Al Jazeera
.............................................................................................................................................................................................
Colombo had previously said that it would not allow a three-member UN panel appointed by Ban Ki Moon to enter Sri Lanka to look into the alleged war crimes. Instead Mahinda Rajapaksa, Sri Lanka's president, set up the Lessons Learnt and Reconciliation Commission (LLRC), a national body to carry out investigations.
Doubts over the LLRC's impartiality prompted major human rights groups to refuse to work with it. But the foreign ministry on Sunday announced that it had reversed its position, saying that foreign investigators are welcome to take part in the inquiry.
"In the event of the panel of the Secretary-General wishing to present representations to the commission, the Ministry of External Affairs will make the arrangements that are necessary to enable the panel to do so," the ministry said in a statement.
"This position has already been conveyed through diplomatic channels, to the United Nations in New York," the ministry added, without giving any details.
Body criticised
The LLRC has been widely criticised by international human rights groups for lacking independence from the Sri Lankan government, which has been accused of violating the laws of war in its crushing defeat of the Tamil Tiger separatists after a quarter of a century of civil war.
After the conflict, the UN had hoped to send an "expert panel" to Sri Lanka to report back to the UN secretary-general, but the Sri Lankan government blocked it, saying that war crimes investigations were a national matter.

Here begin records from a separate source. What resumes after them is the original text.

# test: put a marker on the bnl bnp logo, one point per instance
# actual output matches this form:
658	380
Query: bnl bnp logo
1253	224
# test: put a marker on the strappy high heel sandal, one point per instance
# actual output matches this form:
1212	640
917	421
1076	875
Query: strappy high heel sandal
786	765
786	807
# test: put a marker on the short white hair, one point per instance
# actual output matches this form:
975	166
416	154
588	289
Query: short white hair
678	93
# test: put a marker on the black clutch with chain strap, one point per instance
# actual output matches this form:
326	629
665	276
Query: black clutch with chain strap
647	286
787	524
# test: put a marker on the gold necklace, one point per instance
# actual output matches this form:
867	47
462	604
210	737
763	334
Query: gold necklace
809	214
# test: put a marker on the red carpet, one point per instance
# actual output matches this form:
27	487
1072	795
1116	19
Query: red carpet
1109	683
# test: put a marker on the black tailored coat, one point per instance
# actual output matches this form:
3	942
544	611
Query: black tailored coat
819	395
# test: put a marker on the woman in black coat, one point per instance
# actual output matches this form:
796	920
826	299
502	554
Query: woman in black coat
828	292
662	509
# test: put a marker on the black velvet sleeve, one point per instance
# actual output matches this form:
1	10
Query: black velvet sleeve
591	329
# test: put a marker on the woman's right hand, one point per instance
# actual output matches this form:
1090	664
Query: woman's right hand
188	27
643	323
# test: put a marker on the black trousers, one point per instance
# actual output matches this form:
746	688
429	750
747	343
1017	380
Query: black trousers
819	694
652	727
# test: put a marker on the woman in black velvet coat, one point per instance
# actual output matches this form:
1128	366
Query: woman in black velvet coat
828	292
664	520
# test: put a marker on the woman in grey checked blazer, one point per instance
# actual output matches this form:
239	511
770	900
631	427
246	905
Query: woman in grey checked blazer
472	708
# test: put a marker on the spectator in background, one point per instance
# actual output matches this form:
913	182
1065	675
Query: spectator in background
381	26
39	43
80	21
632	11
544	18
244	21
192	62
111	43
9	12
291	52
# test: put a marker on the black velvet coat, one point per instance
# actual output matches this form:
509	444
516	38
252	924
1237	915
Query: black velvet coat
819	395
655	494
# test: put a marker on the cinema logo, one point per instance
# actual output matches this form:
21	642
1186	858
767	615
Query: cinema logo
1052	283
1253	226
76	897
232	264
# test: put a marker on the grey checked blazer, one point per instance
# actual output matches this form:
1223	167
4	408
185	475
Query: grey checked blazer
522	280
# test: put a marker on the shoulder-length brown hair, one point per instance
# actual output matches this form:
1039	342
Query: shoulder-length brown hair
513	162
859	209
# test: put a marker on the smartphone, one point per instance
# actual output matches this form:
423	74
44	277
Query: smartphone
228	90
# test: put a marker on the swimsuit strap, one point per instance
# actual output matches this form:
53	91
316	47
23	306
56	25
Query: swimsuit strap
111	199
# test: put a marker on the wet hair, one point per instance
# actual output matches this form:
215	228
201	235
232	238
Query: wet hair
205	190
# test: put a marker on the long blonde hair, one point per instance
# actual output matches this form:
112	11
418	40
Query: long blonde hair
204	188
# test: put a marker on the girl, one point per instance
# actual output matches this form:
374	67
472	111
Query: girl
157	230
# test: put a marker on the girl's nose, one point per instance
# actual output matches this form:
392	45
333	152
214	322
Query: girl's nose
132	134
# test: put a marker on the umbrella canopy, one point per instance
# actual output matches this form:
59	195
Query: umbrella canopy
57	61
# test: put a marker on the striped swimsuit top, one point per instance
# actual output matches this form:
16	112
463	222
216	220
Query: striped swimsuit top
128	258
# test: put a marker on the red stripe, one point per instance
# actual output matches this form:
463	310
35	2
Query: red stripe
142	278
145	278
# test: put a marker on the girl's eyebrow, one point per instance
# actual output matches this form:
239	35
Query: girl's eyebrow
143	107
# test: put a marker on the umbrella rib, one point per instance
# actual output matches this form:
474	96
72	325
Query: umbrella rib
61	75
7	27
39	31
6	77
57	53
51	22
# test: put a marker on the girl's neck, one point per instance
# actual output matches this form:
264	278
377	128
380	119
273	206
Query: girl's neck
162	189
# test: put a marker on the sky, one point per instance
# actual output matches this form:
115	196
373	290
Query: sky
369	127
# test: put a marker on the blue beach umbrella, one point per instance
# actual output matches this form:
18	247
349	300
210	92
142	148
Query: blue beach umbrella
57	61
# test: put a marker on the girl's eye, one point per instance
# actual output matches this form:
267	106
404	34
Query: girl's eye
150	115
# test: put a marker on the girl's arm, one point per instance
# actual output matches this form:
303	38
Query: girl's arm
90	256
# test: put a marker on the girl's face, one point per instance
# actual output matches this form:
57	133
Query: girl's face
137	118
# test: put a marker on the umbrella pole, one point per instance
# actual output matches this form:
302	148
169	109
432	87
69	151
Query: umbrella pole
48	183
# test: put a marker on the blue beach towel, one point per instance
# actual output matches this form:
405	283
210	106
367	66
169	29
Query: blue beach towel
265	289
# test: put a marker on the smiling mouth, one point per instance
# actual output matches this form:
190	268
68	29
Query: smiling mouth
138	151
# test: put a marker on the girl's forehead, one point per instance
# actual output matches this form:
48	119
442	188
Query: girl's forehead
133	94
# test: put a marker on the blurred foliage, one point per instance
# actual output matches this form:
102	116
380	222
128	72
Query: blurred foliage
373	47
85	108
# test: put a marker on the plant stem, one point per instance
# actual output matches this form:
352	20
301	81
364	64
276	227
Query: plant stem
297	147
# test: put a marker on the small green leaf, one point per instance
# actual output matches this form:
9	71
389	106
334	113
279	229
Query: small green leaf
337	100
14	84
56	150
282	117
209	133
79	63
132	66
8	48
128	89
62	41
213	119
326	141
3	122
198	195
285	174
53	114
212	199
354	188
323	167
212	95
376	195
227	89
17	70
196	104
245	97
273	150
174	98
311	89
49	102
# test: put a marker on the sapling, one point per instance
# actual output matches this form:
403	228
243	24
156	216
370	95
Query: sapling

James Ross, a legal expert at Human Rights Watch, told Al Jazeera that the Sri Lankan government is not capable of carrying out credible investigations alone. "One hopes that they have now recognised that this expert panel is an important body," he said.
"The Sri Lankan commission does not really have credibility. It won't conduct impartial investigations. If the Sri Lankan commission could be of assistance to the expert panel that would be useful."
Fresh doubts
But in Sri Lanka, experts doubted that the UN investigators will be allowed to operate freely even if they are allowed into the country.
"There is no point in the UN panel coming here, if it is only allowed to meet only the LLRC and not allowed to meet the civil society and people affected by the war and to travel around the country," a political analyst told the Reuters news agency, asking not to be named fearing repercussions.
"The submissions the LLRC have got is mostly on reconciliation for the future and not what happened in the last day of the war. The U.N. panel is meant to see what happened in the last day of the war."
The expert panel is not be mandated to issue a formal report, but would instead present their findings to the UN secretary-general.
Sri Lanka has faced sanctions over its failure to set up an independent probe into alleged war crimes, with the European Union withdrawing trade concessions worth $150 million a year over the issue.
U.S. diplomatic cables, released by the Wikileaks website, also put the alleged human rights abuses in the spotlight, revealing that the United States believes there is little prospect Sri Lanka will hold anyone accountable for the bloody end of the war because top government figures are involved.